Janganlah kamu rujuki mereka untuk memberi kemudharatan, karena dengan demikian kamu menganiaya mereka. Barangsiapa berbuat demi-kian, maka sungguh ia telah berbuat zalim terhadap dirinya sendiri.

وَلاَ تَتَّخِذُوا ءَايَاتِ اللهِ هُزُوًا

Janganlah kamu jadikan hukum-hukum Allah sebagai permainan.

وَاذْكُرُوا نِعْمَةَ اللهِ عَلَيْكُمْ وَمَا أَنْزَلَ عَلَيْكُمْ مِنَ الْكِتَابِ وَالْحِكْمَةِ يَعِظُكُمْ بِهِ

Dan ingatlah ni`mat Allah padamu, dan apa yang telah diturunkan Allah kepadamu yaitu Al Kitab (Al-Qur'an) dan Al-Hikmah (As-Sunnah). Allah memberi pengajaran kepadamu dengan apa yang diturunkan-Nya itu.

وَاتَّقُوا اللهَ وَاعْلَمُوا أَنَّ اللهَ بِكُلِّ شَيْءٍ عَلِيمٌ (231)

Dan bertakwalah kepada Allah serta ketahuilah bahwasanya Allah Maha Mengetahui segala sesuatu. (231)

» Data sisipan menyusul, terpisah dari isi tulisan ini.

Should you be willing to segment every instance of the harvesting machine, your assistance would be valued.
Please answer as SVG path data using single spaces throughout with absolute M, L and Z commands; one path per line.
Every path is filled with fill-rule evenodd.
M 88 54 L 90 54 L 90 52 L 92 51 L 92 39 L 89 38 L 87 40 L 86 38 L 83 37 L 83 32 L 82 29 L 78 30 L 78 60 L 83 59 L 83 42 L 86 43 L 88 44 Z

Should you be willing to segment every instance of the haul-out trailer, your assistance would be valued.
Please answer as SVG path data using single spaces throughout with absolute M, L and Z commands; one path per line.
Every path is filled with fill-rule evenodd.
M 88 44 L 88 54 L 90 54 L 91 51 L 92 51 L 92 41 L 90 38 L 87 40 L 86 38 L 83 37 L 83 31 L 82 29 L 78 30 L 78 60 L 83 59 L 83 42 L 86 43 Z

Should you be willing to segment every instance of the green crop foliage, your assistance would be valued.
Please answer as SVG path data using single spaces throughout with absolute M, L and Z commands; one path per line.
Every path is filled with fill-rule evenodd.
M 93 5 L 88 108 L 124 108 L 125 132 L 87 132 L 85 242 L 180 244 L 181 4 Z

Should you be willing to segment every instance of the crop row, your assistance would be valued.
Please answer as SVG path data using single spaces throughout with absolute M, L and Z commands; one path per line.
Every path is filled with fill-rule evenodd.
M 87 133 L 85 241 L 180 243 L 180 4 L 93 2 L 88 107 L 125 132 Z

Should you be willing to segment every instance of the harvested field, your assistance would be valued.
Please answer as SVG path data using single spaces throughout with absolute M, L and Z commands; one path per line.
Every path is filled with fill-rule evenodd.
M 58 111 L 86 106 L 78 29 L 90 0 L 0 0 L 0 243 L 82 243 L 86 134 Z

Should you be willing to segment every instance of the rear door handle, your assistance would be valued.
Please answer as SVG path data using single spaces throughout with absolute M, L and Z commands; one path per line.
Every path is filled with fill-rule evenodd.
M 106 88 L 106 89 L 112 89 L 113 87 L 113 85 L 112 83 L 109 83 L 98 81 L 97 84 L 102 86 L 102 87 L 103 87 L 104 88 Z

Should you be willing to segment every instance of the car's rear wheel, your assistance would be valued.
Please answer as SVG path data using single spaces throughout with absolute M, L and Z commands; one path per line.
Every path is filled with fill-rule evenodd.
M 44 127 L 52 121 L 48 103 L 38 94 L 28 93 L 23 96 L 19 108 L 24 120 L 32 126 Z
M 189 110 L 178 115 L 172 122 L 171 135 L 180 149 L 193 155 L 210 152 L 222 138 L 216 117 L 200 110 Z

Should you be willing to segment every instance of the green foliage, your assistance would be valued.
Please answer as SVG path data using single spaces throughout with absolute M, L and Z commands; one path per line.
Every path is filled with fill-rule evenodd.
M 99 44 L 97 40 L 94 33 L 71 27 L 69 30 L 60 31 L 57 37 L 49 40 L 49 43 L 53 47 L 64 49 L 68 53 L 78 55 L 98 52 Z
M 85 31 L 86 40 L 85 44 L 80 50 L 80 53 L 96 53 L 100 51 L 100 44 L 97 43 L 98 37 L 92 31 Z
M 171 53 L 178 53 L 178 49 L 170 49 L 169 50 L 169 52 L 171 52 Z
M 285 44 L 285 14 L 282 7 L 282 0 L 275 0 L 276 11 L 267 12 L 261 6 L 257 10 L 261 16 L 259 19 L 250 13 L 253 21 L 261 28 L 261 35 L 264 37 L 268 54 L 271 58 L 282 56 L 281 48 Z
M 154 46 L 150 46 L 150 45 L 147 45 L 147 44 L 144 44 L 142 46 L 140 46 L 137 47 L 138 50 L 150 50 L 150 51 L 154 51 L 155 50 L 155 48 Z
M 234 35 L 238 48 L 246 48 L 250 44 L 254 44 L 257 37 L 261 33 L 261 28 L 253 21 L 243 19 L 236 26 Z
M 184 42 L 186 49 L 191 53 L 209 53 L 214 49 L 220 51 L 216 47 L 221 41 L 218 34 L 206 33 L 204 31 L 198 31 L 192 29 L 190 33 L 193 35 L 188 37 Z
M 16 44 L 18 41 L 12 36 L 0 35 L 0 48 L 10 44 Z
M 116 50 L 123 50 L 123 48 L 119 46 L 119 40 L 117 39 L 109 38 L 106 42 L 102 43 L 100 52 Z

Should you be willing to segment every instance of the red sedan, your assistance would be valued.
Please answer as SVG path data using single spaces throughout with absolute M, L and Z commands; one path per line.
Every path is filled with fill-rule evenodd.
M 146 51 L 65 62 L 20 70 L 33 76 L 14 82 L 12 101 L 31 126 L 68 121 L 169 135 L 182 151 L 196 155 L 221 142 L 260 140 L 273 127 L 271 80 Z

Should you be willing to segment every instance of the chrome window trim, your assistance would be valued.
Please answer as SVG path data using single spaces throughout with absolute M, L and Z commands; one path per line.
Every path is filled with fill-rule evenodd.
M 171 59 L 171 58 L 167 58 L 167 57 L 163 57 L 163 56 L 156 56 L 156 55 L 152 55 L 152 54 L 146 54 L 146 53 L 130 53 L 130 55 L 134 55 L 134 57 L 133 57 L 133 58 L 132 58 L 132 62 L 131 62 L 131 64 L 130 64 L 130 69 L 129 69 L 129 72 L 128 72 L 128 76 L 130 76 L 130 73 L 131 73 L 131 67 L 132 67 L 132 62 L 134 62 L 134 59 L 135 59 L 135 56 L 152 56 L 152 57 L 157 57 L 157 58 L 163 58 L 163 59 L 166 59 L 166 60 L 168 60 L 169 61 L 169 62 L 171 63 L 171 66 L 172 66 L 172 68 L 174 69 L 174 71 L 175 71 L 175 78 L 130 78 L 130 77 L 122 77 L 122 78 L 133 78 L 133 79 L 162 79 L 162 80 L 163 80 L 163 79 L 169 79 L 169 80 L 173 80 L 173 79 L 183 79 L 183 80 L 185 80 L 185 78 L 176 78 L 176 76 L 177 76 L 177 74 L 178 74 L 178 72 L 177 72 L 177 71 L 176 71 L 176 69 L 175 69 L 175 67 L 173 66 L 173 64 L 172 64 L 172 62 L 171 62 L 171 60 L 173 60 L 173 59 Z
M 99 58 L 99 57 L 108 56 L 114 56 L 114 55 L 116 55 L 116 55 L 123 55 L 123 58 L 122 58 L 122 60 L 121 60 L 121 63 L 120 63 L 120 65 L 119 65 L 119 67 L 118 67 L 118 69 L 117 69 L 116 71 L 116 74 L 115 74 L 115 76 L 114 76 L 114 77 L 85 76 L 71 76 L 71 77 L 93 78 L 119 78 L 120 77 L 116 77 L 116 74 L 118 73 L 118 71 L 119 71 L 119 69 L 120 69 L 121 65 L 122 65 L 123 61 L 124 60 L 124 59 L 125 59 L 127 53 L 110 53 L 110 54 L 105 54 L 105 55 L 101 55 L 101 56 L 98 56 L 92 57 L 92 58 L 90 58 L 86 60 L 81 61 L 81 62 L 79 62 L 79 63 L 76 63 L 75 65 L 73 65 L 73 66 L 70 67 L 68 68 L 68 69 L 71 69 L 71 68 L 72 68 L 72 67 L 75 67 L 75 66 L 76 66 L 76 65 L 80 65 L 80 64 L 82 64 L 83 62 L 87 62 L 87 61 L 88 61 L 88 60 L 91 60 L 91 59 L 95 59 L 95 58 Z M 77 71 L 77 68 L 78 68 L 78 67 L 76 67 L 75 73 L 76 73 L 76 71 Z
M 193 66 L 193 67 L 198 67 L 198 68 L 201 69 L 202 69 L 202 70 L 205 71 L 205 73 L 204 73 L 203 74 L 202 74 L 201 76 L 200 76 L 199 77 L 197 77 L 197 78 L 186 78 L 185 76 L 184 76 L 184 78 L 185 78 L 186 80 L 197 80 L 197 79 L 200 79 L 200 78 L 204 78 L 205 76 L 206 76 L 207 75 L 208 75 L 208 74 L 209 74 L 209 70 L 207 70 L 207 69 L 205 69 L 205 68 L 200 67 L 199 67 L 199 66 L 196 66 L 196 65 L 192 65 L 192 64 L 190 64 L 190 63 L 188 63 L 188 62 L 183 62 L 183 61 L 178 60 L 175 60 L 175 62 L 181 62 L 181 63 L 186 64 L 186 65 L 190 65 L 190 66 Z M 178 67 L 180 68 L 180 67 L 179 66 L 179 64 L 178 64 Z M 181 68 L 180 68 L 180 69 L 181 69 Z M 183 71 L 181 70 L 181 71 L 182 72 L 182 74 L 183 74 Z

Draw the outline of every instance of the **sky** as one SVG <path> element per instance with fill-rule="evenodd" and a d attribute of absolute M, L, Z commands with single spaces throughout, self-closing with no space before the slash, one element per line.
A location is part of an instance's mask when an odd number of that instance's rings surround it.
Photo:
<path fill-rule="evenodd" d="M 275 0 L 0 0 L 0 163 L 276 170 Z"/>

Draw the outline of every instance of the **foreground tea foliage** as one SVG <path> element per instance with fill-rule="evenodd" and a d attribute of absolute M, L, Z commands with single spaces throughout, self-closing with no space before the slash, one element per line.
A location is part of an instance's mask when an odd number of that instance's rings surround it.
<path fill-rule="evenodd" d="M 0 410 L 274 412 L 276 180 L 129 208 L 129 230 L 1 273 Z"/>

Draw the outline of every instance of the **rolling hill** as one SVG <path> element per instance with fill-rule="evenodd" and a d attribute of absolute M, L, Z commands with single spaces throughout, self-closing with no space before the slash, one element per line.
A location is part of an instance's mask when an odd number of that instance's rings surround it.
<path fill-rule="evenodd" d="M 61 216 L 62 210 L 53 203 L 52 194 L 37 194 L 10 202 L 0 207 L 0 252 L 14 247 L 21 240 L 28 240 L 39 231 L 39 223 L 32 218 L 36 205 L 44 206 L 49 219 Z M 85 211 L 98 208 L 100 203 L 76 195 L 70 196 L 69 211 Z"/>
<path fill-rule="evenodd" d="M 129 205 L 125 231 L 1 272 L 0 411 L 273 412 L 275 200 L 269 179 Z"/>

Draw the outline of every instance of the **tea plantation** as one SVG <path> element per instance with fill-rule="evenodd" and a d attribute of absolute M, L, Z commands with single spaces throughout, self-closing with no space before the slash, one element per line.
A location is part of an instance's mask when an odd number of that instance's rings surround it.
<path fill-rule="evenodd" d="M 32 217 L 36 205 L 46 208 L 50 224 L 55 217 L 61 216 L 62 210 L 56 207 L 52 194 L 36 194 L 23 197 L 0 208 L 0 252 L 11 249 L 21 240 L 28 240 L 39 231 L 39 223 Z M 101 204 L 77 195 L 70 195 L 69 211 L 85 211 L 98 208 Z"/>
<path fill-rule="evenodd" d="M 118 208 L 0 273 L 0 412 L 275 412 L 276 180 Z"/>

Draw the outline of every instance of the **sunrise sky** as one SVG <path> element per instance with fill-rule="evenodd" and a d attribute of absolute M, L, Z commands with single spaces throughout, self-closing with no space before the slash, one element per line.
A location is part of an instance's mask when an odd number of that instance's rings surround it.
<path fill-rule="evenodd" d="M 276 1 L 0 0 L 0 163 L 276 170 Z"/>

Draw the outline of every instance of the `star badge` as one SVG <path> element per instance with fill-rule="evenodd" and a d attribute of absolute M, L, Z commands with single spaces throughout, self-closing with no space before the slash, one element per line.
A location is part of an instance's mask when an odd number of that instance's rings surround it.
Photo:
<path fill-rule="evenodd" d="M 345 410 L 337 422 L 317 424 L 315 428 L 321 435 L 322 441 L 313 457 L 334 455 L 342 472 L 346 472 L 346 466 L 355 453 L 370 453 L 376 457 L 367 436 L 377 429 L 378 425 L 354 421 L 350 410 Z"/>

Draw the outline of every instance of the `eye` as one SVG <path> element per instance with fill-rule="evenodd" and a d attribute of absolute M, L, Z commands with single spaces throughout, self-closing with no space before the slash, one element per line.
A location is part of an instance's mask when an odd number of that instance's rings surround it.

Selanjutnya Allah SWT menghadapkan pembicaraan kepada para wali dari wanita yang telah dithalak suaminya dengan satu kali thalak atau dua kali thalak. Maka habis iddahnya. Kemudian bekas suaminya ini ingin kembali me-nikahinya. Wanita itupun menginginkan. Tetapi para wali wanita menghalanginya.

وَإِذَا طَلَّقْتُمُ النِّسَاءَ فَبَلَغْنَ أَجَلَهُنَّ

Apabila kamu mentalak isteri-isterimu, lalu habis iddahnya,

فَلاَ تَعْضُلُوهُنَّ أَنْ يَنْكِحْنَ أَزْوَاجَهُنَّ إِذَا تَرَاضَوْا بَيْنَهُمْ بِالْمَعْرُوفِ

maka janganlah kamu (para wali) menghalangi mereka kawin lagi dengan bakal suaminya, apabila telah terdapat kerelaan di antara mereka dengan cara yang ma`ruf.

ذَلِكَ يُوعَظُ بِهِ مَنْ كَانَ مِنْكُمْ يُؤْمِنُ بِاللهِ وَالْيَوْمِ الآخِرِ

Itulah yang dinasehatkan kepada orang-orang yang beriman di antara kamu kepada Allah dan hari kemudian.

ذَلِكُمْ أَزْكَى لَكُمْ وَأَطْهَرُ وَاللهُ يَعْلَمُ وَأَنْتُمْ لاَ تَعْلَمُونَ (232)

Itu lebih baik bagimu dan lebih suci. Allah mengetahui, sedang kamu tidak mengetahui. (232)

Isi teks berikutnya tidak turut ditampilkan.